A la recherche du tant perdu…

Gilles VIDAL : Loin du réconfort.

Franck, le narrateur a tant perdu dans sa vie.

Perdu du temps, des occasions, des illusions, une mère, un père, une arrière-grand-mère, des amantes…

Ivina, sa dernière en date, une belle blonde prometteuse d’avenir puisqu’elle porte leur fils, Ivina n’est plus. Il la découvre chez eux, attachée à une chaise, le ventre ouvert, et je vous laisse deviner la suite. Ivina, rappelle-toi…

Il se résout à appeler la police et malgré leurs dires, ils savent qu’il n’est pas coupable, il est appréhendé. Dans le bureau des pleurs ou des aveux il est confronté à un homme qui, sans être aimable mais pas persécuteur non plus, l’interroge et à la sortie lui remet un papier blanc sur lequel, il le compulsera plus tard, est inscrit un nom et une adresse.

Pour l’heure, Franck a d’autres occupations.

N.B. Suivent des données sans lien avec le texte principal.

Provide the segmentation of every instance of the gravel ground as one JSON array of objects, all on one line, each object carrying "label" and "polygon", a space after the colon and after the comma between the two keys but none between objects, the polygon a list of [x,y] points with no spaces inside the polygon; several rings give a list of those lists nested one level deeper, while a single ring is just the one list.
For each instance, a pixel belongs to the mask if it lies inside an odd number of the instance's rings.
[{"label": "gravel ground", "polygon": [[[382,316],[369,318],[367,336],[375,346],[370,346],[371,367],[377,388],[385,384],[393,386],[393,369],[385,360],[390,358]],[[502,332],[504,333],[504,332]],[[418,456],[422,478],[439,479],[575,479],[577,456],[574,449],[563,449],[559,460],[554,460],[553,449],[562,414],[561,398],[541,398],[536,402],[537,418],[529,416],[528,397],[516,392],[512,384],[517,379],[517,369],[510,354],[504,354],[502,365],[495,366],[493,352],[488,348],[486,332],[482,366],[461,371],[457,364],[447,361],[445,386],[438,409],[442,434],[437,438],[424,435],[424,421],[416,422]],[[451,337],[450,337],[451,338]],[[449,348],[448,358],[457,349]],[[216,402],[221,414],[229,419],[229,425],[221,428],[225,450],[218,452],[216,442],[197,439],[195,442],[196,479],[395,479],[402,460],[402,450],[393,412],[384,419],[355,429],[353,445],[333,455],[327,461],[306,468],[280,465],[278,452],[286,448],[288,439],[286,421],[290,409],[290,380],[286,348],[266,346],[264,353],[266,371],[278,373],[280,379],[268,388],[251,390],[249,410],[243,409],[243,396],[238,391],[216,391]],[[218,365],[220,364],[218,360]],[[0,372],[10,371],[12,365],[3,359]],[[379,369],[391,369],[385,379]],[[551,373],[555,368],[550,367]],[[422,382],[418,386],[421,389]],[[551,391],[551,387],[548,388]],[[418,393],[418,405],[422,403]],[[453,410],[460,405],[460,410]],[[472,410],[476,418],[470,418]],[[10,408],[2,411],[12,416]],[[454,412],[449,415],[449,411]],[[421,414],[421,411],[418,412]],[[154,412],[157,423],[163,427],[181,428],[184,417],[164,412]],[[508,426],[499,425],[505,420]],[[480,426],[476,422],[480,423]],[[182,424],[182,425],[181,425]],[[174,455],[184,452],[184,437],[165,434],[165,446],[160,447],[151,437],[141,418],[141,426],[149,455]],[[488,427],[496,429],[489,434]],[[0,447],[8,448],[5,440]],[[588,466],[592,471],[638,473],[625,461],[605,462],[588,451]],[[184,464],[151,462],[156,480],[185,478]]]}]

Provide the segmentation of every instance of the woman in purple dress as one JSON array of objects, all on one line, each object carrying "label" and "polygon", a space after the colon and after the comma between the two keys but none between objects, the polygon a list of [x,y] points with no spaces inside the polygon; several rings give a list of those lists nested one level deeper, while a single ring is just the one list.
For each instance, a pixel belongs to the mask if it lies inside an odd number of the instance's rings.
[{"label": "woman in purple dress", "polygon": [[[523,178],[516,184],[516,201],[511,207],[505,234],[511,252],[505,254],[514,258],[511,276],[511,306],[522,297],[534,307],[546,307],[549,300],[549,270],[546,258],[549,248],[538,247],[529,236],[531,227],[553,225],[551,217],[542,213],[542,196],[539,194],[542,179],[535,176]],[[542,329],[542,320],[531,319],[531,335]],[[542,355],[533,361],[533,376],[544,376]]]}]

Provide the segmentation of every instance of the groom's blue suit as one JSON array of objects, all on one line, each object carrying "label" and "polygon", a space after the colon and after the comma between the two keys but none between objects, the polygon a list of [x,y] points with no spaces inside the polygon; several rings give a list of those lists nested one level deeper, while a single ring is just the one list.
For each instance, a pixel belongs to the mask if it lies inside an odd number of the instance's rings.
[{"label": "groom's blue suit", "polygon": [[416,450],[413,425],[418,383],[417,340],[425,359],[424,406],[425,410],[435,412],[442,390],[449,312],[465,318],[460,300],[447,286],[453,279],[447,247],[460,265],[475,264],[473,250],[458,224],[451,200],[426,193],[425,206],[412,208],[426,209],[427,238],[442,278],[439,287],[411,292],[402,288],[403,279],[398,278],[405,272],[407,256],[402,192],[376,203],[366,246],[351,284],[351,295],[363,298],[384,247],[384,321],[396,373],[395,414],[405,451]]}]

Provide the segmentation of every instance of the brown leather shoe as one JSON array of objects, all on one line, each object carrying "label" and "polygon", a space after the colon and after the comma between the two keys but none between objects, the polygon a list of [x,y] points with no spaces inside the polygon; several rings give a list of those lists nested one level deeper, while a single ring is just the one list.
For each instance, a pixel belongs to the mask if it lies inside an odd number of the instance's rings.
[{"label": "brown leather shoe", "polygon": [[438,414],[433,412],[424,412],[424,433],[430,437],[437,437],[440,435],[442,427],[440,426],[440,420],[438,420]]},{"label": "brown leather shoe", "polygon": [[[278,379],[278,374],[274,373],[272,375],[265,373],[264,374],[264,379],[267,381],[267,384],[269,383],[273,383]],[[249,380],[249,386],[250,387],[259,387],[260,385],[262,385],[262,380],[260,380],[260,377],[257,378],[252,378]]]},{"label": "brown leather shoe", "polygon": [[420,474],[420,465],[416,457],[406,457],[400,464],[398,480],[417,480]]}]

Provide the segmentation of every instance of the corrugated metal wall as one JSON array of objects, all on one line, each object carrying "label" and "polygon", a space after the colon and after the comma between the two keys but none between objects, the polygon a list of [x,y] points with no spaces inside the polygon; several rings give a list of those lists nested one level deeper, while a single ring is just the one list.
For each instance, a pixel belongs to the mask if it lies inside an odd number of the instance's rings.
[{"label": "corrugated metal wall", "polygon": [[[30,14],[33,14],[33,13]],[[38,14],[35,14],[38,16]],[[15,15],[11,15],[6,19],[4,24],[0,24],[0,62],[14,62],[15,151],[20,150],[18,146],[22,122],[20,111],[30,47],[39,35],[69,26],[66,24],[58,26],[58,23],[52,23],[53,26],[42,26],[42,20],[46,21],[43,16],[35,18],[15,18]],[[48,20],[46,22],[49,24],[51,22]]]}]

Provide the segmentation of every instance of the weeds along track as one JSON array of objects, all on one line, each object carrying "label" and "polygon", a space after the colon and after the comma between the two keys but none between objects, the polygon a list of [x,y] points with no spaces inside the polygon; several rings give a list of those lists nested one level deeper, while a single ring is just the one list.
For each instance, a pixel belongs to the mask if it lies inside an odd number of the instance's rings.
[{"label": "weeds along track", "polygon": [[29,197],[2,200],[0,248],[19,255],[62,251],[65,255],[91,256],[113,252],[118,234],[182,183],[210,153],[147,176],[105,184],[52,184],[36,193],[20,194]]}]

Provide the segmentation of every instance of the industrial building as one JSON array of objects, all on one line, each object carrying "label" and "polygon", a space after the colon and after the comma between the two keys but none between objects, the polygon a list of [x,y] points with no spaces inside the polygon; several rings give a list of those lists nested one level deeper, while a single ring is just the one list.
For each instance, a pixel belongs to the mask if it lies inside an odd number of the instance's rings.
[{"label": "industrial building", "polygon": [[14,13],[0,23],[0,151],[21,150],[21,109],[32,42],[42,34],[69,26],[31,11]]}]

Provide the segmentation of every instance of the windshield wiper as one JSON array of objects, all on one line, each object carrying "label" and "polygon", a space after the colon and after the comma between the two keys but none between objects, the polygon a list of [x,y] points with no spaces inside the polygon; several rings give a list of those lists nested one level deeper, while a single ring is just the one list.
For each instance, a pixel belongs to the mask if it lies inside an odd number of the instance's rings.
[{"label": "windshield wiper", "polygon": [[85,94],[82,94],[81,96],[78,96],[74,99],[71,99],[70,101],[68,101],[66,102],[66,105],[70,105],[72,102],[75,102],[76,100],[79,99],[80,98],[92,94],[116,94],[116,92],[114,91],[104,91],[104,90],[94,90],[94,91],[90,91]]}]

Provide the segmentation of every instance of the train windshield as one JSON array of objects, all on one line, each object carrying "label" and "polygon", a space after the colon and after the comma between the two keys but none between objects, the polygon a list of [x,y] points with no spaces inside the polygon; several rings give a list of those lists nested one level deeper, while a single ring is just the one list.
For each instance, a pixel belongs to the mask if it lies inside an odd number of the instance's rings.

Le voyage au cimetière, au jardin des souvenirs. Il rencontre le père d’Ivina, un Biélorusse du nom de Sergueï, arrivé en France dans des conditions mal définies.

Puis c’est le départ, un long voyage à bord de son véhicule assez vieillot, écoutant ses morceaux préférés qui vont de la musique classique aux groupes des années 1960, tout en prenant des notes dans un petit carnet. Car Franck est écrivain, mettant sa plume au service d’entreprises ou autres. Avec l’espoir de rédiger son roman.

Il se rend dans un petit village puis se dirige vers la mer, calmée mais pas lui, accumulant en cours de route des rencontres pas toujours heureuses.

 

Le lecteur à la lecture de ce texte empreint de poésie et de nostalgie, se croit sur un matelas pneumatique, dirigeant ses regards vers les nuages qui s’échelonnent dans le ciel à la queue-leu-leu, se déchirant parfois ou se rattrapant.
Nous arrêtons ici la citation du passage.